Gueulin was an amateur flute-player, but solely in the houses where he was treated without ceremony.

“My flute! Of course I have,” replied he.

He was absent-minded, his carroty hair and whiskers were more bristly than usual, as he watched with deep interest the young ladies' manoeuvres around their uncle. Employed at an assurance office, he would go straight to Bachelard on leaving off work, and stick to him, visiting the same cafés and the same disreputable places. Behind the big, ill-shaped body of the one, the little pale face of the other was sure always to be seen.

“Cheerily, there! stick to him!” said he, suddenly, like a true sportsman.

The uncle was indeed losing ground. When, after the vegetables, French beans swimming in water, Adèle placed a vanilla and currant ice on the table, it caused unexpected delight amongst the guests; and the young ladies took advantage of the situation to make the uncle drink half of the bottle of champagne, which Madame Josserand had bought for three francs of a neighbouring grocer. He was becoming quite affectionate, and forgetting his pretended idiocy.
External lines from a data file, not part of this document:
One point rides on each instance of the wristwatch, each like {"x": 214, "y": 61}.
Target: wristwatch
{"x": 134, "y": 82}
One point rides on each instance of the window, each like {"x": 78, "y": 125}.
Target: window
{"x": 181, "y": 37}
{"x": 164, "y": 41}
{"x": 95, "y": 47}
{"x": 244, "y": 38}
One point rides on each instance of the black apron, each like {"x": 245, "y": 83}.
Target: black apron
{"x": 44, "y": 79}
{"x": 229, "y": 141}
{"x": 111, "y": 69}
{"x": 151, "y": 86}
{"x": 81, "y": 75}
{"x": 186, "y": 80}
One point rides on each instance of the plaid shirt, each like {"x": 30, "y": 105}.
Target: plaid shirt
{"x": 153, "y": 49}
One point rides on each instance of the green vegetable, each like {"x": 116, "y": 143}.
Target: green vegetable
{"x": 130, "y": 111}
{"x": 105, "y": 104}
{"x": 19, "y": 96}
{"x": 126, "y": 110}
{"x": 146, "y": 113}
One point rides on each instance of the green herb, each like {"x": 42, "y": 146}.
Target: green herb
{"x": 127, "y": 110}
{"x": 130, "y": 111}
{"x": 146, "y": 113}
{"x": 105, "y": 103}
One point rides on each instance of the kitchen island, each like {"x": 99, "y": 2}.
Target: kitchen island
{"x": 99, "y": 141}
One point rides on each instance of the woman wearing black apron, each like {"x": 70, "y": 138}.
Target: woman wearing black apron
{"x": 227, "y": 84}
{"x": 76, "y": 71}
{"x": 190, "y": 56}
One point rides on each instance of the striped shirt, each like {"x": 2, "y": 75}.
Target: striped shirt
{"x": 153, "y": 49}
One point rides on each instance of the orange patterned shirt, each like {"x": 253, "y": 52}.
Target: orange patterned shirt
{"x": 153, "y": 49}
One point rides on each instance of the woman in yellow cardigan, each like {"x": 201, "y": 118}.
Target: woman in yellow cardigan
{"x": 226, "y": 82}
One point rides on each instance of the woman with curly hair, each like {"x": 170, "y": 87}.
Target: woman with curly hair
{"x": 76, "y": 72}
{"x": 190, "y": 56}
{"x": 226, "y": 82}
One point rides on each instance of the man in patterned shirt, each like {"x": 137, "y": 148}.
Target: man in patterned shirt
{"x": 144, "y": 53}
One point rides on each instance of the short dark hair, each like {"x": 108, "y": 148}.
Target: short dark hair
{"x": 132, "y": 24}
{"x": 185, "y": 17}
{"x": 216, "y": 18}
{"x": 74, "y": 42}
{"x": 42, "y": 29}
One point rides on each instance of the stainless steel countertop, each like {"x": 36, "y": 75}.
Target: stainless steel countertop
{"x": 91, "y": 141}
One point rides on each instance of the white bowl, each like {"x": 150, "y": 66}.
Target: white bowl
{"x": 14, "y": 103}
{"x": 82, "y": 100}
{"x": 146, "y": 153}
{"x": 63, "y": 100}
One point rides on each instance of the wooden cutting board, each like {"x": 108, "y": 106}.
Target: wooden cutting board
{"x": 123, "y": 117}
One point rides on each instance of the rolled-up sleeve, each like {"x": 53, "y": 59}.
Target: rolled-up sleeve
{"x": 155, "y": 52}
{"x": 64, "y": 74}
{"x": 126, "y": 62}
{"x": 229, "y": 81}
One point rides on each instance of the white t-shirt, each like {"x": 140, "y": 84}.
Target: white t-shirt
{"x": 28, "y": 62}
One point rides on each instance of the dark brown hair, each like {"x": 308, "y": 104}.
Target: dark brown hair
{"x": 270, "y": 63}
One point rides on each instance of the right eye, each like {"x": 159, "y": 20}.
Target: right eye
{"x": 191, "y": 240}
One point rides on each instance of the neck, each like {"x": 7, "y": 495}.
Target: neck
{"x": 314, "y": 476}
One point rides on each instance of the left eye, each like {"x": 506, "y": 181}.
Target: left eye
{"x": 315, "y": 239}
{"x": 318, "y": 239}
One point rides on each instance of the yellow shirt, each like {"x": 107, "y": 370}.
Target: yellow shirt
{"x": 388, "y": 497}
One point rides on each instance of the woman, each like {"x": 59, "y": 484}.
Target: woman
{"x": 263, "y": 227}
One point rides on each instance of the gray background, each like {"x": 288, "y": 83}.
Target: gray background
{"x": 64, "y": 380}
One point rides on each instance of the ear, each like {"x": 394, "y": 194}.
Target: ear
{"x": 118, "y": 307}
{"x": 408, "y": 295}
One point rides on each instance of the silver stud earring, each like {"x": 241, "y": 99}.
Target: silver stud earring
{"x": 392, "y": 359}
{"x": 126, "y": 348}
“Eh, twenty francs! Why twenty francs? Ah! you want twenty francs! But I have not got them, really now. Ask Gueulin. Is it not true, Gueulin, that I forgot my purse, and that you had to pay at the café? If I had them, my little ducks, I would give them to you, you are so nice.”

Gueulin was laughing in his cool way, making a noise like a pulley that required greasing. And he murmured:

“The old swindler!”

Then, suddenly, unable to restrain himself, he cried:

“Search him!”

So Hortense and Berthe again threw themselves on the uncle, this time without the least restraint. The desire for the twenty francs, which their good education had hitherto kept within bounds, bereft them of their senses in the end, and they forgot everything else. The one, with both hands, examined his waistcoat pockets, whilst the other buried her fingers inside the pockets of his frock-coat. The uncle, however, pressed back on his chair, still struggled; but he gradually burst out into a laugh—a laugh broken by drunken hiccoughs.

“On my word of honour, I haven't a sou! Leave off, do; you're tickling me.”